Le mythe des ancêtres Les dynasties qui, à partir du IIIe /IXe siècle, affirmèrent leur pouvoir dans les territoires iraniens étaient parfois d’origine obscure ou assez modeste, à l’exemple des Saffārides, issus d’une famille de chaudronniers, ou des Ghaznavides, descendants d’un esclave militaire affranchi (4.1.1).
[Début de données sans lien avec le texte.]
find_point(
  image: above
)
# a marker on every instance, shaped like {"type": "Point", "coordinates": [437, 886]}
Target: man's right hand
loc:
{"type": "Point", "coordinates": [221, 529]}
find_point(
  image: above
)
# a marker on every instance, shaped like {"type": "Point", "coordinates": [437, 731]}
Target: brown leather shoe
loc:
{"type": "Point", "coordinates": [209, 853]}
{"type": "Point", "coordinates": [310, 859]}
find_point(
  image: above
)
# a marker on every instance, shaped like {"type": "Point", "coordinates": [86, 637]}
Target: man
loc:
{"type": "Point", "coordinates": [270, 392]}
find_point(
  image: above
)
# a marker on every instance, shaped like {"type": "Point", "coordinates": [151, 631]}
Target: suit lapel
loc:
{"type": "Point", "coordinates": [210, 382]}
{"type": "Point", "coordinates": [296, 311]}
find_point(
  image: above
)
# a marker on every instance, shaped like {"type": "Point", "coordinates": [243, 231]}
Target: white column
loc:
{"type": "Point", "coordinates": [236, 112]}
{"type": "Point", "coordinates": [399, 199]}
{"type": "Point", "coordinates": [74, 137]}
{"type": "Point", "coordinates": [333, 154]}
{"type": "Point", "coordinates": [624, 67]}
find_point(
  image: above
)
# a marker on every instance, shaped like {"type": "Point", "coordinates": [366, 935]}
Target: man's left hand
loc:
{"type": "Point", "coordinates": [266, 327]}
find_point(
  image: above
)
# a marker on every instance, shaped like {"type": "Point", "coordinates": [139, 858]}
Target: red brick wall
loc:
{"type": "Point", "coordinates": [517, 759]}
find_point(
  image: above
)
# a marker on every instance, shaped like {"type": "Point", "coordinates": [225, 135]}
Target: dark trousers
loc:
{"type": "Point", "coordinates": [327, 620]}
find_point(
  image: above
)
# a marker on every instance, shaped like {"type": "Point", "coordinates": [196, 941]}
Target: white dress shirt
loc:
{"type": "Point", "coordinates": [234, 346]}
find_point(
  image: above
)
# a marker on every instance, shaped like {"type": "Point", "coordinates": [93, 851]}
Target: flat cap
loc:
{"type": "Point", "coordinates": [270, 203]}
Cependant, les chroniqueurs et poètes s’efforcèrent de créer des connexions généalogiques de ces lignées avec la noblesse arabe ou, plus fréquemment, avec des personnages de la tradition épique iranienne, tout en inaugurant une pratique qui restera très répandue en Iran aux époques médiévale et moderne.245 Ainsi, au moment de leur apogée, les Tāhirides vantaient une double descendance du clan arabe de Ḫuzāʿa et du héros iranien Rustam ; 246 les Saffārides se rattachaient à la lignée des souverains d’Iran qui s’etend du légendaire Jamšīd jusqu’aux Sassanides ; 247 alors que le noble ancêtre des Sāmānides, investi du titre local de Sāmān ḫudā, était censé descendre du commandant Bahrām Čūbīn qui usurpa le trône sassanide en 590.248 Ce procédé de construire des généalogies fictives était devenu si commun à l’aube du V e /XIe siècle que les dynasties de souche turque qui prirent le pouvoir en Iran à partir de cette époque n’hésitèrent pas à affirmer, elles aussi, une descendance des figures légendaires de l’Iran ancien. En particulier, le clan du fondateur de la lignée ghaznavide, Sebüktigīn, serait issu d’une branche de l’ancienne monarchie iranienne installée dans les steppes turques.249 Les Qarakhanides et les Seljuqides, quant à eux, faisaient remonter leurs origines à Afrāsiyāb, le roi légendaire du Tūrān dans le Šāhnāma, en mélant des traditions liées à l’épique iranienne à des légendes steppiques. 250 Finalement, la dynastie des Ghūrides, originaire d’une région montagneuse et isolée au centre de l’Afghanistan, se rattacha a posteriori à la figure de Żaḥḥāk, décrit comme un souverain monstreux et oppresseur dans le Šāhnāma.

La « caliphal fiction » 

Sous la définition de « caliphal fiction », Bosworth désigne la pratique d’après laquelle les dynasties orientales étaient formellement soumises à Bagdad et recevaient une délégation de pouvoir de la part du calife, tout en agissant dans la réalité comme des gouvernements indépendants.252 Cette pratique avait été forgée sur la base des protocoles en usage dans les différentes provinces du califat et était désormais perfectionnée à l’époque des Sāmānides.Elle prévoyait l’envoi d’une patente d’investiture (ʿahd ou manšūr) et d’un étendard (ʿalam ou liwāʿ) ‒ souvent assortis d’une épée et d’une robe d’honneur (ḫilʿa) ‒ de la part du calife qui demandait en échange la mention de son nom dans les émissions monétaires et dans le sermon du vendredi (ḫutba).253 Ce rapport se manifestait également dans des échanges de cadeaux et dans la titulature : le souverain « délégué » était dit mawlà « client », walī « ami », nāṣir « support », etc. du « Commandeur des croyants » (Amīr al-muʾminīn), et le calife pouvait lui accorder des titres officiels (laqab) conformément à ses mérites.254 Au-delà des exigences politiques contingentes, la « caliphal fiction » avait un fondement religieux, puisque le calife était considéré, d’après la doctrine sunnite, comme le lieutenant de Dieu sur terre et le seul īmām légitime.255 Ainsi, les dynasties musulmanes orthodoxes qui surgirent à partir du IIIe /IXe siècle étaient naturellement soumises à son autorité spirituelle et investies de la mission de défendre et propager la foi islamique à l’intérieur de leurs domaines et au-delà de ses frontières.